NEWLY REVEALED ORIGINS
Carol was originally believed to have received her powers as Captain Marvel due to the explosion of a Kree Psyche-Magnitron in 1969’s CAPTAIN MARVEL #18. The incident involved a major confrontation with Kree Colonel Yon-Rogg, and the resulting blast of radiation coupled with the proximity of the Kree agent-turned-Super Hero Mar-Vell altered her genetic structure to become a human/Kree hybrid. This was recently amended as of July 2018 in THE LIFE OF CAPTAIN MARVEL limited series by Margaret Stohl, wherein we find out that Carol’s mother was secretly a Kree the whole time and the radiation explosion actually just awakened her natural latent powers.

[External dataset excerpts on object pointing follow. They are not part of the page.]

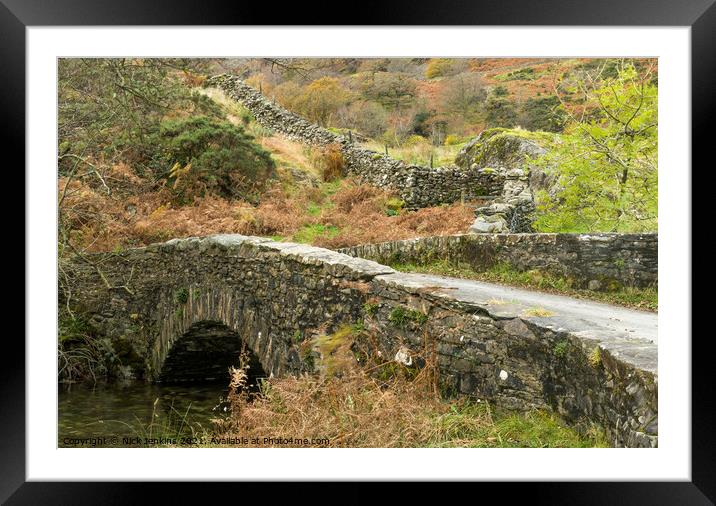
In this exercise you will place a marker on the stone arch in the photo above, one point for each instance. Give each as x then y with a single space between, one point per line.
204 352
235 315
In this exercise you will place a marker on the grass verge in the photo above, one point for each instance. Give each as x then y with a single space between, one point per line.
636 298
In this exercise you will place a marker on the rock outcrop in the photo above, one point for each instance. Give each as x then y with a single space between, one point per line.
508 153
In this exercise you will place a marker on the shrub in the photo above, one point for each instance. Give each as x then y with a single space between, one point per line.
214 156
331 162
438 67
543 113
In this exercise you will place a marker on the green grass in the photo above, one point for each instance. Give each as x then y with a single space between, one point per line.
309 233
475 425
419 154
639 298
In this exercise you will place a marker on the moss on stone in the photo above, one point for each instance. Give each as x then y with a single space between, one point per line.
401 317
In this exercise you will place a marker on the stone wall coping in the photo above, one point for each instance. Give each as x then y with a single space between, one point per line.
639 351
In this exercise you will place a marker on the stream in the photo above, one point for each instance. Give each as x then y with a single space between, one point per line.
127 410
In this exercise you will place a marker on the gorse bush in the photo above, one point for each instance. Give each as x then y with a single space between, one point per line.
108 108
216 157
331 163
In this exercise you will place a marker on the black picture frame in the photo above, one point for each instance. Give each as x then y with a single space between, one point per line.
700 15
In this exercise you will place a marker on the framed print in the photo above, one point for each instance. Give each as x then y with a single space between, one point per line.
425 246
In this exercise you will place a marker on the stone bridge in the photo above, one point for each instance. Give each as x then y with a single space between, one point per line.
182 310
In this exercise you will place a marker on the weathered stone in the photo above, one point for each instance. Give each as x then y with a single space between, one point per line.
188 295
418 186
594 261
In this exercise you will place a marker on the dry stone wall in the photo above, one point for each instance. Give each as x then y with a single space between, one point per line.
418 186
276 296
596 261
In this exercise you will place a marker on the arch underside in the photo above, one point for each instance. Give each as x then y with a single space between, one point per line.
205 352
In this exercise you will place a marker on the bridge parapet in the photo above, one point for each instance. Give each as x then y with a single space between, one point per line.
276 296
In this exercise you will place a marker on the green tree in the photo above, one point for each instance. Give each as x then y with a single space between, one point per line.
322 99
607 163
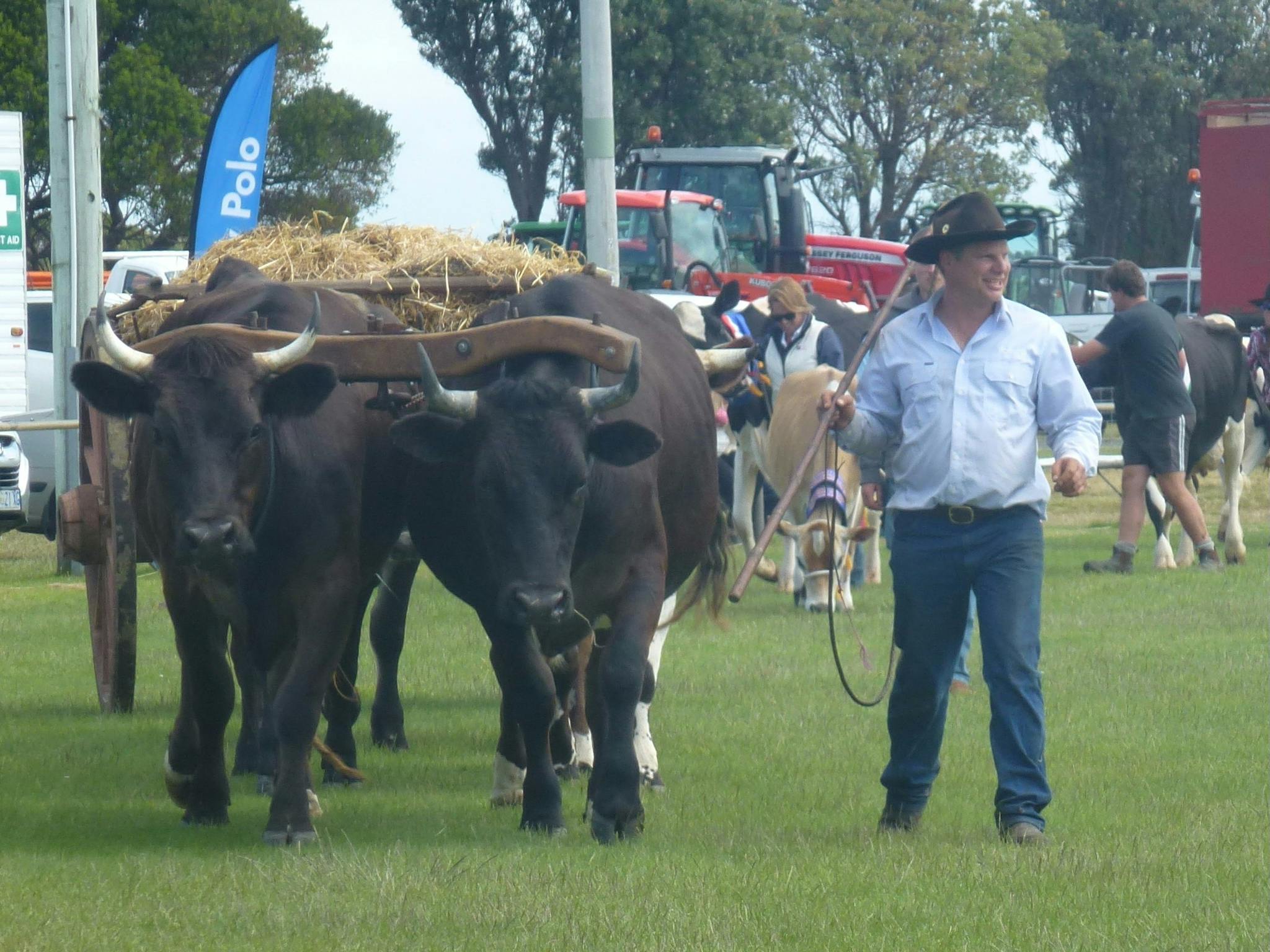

She’s gone by many aliases—Binary, Ms. Marvel, Warbird, and Captain Marvel—and worked with many teams—the Avengers, the Defenders, the X-Men, the Guardians of the Galaxy, and more. Heck, Carol is even restless when it comes to her career options, having worked as an Air Force pilot, then at the CIA, NASA, and the Daily Bugle as a women’s magazine editor.
Carol found herself on both sides of two different Civil Wars, and her greatest dream in HOUSE OF M—to be accepted, acknowledged, and adored by the public—made her very uncomfortable when it actually came to pass following CIVIL WAR II.
So, why all the contradiction and confusion for a woman so strong and unwavering in her determination to protect the innocent? Well, the catalyst for her transformation—the Psyche-Magnitron—might be a clue. Carol has always struggled with duality, a lost sense of personal identity to varying degrees, and quite often even a substantial loss of memory to go along with it.
Over the course of her decades-long run, Captain Marvel has manifested powers ranging from super strength, durability, stamina, flight, energy manipulation, and even precognition... but what people sometimes overlook is her healing factor.
After the initial radiation blast that awakened her powers and launched her Super Hero career, Carol experienced some brain damage and lost time whenever she transformed into her then-persona of Ms. Marvel. Carol wasn’t even aware of this second personality until months (and about 18 issues) later. It wasn’t until she received treatments from the extra-dimensional Hecate and Ronan the Accuser (a Kree) that she was able to recover from her blackouts and piece her mind back together. Without the compartmentalization of an alter-ego personality, however, Carol seems to have struggled.
She lost her memory several more times and sometimes turned to self-medication. It’s possible that Carol had a desire to forget. This recurrent memory wiping became almost a coping mechanism for her as she struggled to hide behind her career, her accomplishments, and her myriad godlike powers. But Carol’s healing factor has been compared to that of Deadpool and Wolverine, two heroes whose only means of “dying” is brain damage and thus a resultant loss of memory. Is it possible that Carol has had many such encounters? And is she actually seeking them out? These questions raise troubling implications for her state of mind and sense of identity—but even if she isn’t quite sure who she is, the world seems to know.
WHAT’S IN A NAME
Carol Danvers first took on the title of Ms. Marvel back in the ‘70s when using “Ms.” was a controversial stand in support of the feminist cause. She demanded equal pay, stood for her ethical ideals, and had honor in a world that was constantly trying to demean and defeat her.
She’s gone through hell and back, dealing with her abusive father and then later surviving more than one incredibly traumatic mind control event. Each time she somehow found the strength to get back up again and do what she believed in: protecting Earth and its inhabitants.
Carol feels as if she doesn’t know what she wants, but when she looks down on the big blue marble beneath her ship there is clarity—this is what she wants, this is who she is. She is a Captain, steering the ship of her home planet and with it her own destiny.
Carol Danvers has many astounding superpowers, but the greatest one of all is her spirit.